Updated

The family of the Muslim bombing suspect who was arrested following a shootout with police in New Jersey Monday sued their city and local police force in 2011, charging they were harassed over their faith.

Ahmad Rahami and his family, which had owned First American Fried Chicken, in Elizabeth, N.J., since 2002, claimed in a federal lawsuit that local cops subjected them to discrimination and 'selective enforcement' based on their religion. They claimed police tried to shut down their restaurant before 10 p.m. with a barrage of summonses and visits.

"Despite their legal right to keep the restaurant open past 10 p.m., defendants, each and every one of them, with reckless disregard and deliberate indifference to plainiffs' constitutional rights of liberty, due process and equal protection embarked on a course of conduct to harass, humiliate, intimidate, retaliate against and force plaintiffs to close their business by 10 p.m. by filing complaints, tickets, summonses ...," read one line from the complaint, filed in U.S. District Court for the District of New Jersey.

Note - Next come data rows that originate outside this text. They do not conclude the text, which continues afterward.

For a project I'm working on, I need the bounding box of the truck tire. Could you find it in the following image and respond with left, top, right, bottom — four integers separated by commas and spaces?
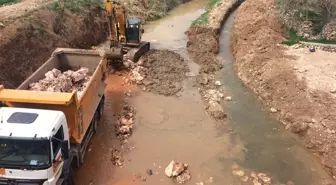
67, 167, 75, 185
98, 95, 105, 119
92, 112, 99, 134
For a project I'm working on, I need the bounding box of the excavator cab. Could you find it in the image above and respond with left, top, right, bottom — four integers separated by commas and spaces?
126, 18, 143, 44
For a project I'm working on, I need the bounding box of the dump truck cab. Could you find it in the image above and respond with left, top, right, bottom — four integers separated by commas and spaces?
0, 107, 70, 185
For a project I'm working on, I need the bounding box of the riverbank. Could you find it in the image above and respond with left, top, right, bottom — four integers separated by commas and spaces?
186, 0, 243, 120
232, 0, 336, 179
0, 0, 183, 88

The family charged the local police department's "selective enforcement of an ordinance...were based solely on animus against plaintiffs' religion, creed, race and national origin."

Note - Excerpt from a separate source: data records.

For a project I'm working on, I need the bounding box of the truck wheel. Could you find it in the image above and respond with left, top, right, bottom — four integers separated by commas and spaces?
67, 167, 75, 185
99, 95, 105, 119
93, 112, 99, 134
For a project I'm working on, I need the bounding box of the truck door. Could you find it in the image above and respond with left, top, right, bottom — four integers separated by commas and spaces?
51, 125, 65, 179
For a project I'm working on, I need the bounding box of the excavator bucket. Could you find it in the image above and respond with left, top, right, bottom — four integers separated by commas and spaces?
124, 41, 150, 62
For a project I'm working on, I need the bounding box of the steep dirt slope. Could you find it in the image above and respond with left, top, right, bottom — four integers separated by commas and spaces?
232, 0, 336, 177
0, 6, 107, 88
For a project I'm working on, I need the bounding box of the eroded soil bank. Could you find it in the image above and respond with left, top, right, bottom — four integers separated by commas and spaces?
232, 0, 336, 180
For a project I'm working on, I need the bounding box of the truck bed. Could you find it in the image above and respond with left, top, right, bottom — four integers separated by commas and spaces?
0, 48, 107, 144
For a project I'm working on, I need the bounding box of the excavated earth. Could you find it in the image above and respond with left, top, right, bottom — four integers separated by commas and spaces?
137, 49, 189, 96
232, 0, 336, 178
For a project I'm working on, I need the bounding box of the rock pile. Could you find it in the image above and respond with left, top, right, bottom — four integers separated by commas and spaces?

Two of the suspect's brothers, Mohammad K. Rahami, Jr. and Mohammad Q. Rahami, were arrested in 2009 after they tried to record their conversation with officers.

The 11-count lawsuit named the City of Elizabeth, the Elizabeth Police Department, six Elizabeth police officers, chief of police Ronald Simon and police director James Cosgrove.

The complaint was dismissed in 2012.

Elizabeth Mayor J. Christian Bollwage said Monday the restaurant closed because late night noise from the restaurant was "quality of life issue."